One of the best aspects of Fergusson’s book is that he includes extracts of diaries of people going through the hyperinflations in Germany and also in Austria, which suffered its own version at around the same time. The following was written by Frau Eisenmenger, an Austrian housewife, on January 2, 1924:
All who were not clever enough to hoard the forbidden stable currencies or gold have suffered losses. We belong to the new poor. The middle class has been reduced to the proletariat. More fighting—daily, repeated, exasperated, demoralizing, offensive and defensive fighting of man against man. I feel that my strength is deserting me. I cannot go on.
If you’re a normal middle-class person, what kinds of events would cause you to write such words?
Frau Eisenmenger refers to those “clever enough to hoard the forbidden stable currencies or gold.” These were the ones who, by defying the orders of their own government, were able to put by savings that enabled them to survive the impending collapse. When the U.S. dollar collapses, what other currencies will be “stable” enough to protect one’s savings? Almost all currencies are now backed by U.S. dollars more than by gold; if the dollar falls then so will these currencies to a greater or lesser extent.
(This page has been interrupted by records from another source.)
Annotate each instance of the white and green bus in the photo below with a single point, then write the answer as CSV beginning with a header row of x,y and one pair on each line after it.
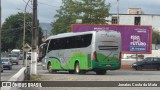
x,y
80,52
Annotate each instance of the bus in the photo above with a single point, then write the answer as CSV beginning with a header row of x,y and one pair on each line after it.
x,y
80,52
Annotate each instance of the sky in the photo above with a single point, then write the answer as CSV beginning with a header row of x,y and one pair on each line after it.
x,y
47,8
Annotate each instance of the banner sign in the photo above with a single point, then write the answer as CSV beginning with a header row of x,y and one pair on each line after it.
x,y
135,39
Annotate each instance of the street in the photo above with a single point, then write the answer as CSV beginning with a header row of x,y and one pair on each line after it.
x,y
117,75
7,74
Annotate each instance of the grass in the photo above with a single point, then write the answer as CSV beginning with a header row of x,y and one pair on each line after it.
x,y
35,77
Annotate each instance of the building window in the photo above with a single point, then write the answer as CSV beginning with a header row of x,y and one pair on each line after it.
x,y
114,20
137,20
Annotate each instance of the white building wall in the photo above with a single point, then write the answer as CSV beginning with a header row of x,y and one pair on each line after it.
x,y
152,20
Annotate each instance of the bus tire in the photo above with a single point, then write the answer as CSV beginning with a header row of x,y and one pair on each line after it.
x,y
50,70
77,69
101,72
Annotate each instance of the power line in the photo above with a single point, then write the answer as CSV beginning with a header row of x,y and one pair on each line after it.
x,y
47,4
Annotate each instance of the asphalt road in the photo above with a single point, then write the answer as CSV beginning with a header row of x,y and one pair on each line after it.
x,y
7,74
117,75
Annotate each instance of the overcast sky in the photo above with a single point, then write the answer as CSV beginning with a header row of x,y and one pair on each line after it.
x,y
47,8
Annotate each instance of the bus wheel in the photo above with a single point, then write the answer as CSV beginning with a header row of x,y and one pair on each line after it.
x,y
50,69
77,69
101,72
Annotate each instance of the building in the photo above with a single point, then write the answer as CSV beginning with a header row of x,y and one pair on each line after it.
x,y
135,16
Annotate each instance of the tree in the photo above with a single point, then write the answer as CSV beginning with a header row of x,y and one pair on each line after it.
x,y
90,11
12,31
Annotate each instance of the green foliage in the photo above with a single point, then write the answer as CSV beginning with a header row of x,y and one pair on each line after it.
x,y
155,37
90,11
12,31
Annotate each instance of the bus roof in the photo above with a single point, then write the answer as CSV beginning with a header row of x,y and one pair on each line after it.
x,y
69,34
75,33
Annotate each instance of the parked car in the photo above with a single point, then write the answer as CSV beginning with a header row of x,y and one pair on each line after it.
x,y
147,63
1,67
14,58
6,63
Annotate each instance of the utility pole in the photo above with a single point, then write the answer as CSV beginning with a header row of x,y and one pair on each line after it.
x,y
24,30
0,35
34,42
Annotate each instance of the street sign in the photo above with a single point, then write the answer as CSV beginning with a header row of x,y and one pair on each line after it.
x,y
26,47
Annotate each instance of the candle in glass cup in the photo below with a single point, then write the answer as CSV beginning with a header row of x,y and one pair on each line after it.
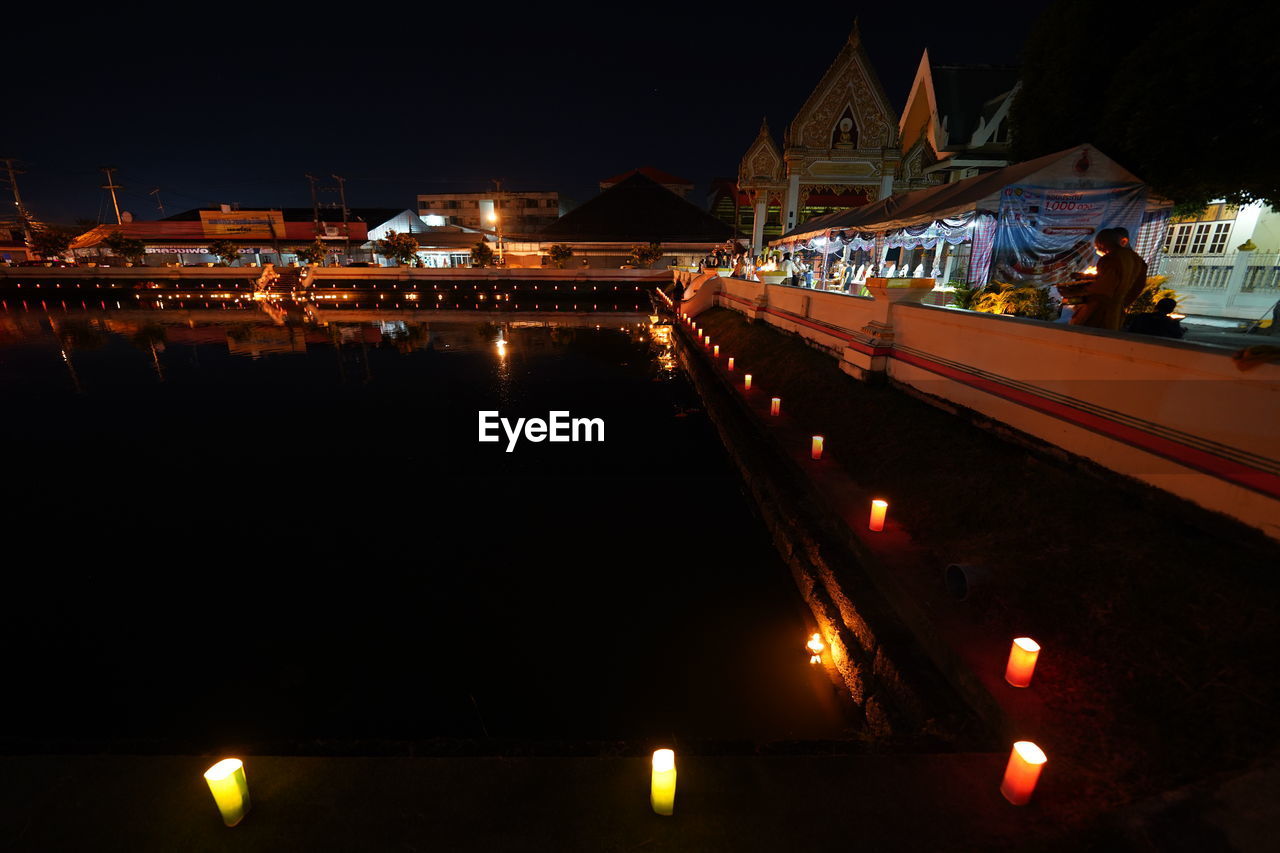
x,y
878,510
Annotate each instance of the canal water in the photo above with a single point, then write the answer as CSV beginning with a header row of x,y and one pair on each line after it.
x,y
227,529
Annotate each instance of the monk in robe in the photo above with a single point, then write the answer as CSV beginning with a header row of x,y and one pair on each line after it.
x,y
1119,270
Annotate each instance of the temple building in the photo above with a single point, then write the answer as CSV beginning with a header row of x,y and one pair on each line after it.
x,y
840,151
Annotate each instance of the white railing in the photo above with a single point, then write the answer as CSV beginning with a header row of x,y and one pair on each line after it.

That leaves gold itself, and its cousin, silver, the “poor man’s gold,” which has been a monetary metal for longer than gold has. These metals will be money when all the paper and digital currencies succumb to the impending inflationary and hyperinflationary turmoil. Those who are “clever enough” will be acquiring them now, while they still can.
This is my main takeaway from a second reading of When Money Dies, and I wanted to share that with you, dear reader, in the hope that you may benefit from it. The book itself is well worth a read. The apostle Paul informs us that the love of money is the root of all evil. That may be so, but When Money Dies shows us that if we don’t love money well enough to preserve its value, then great evil surely follows.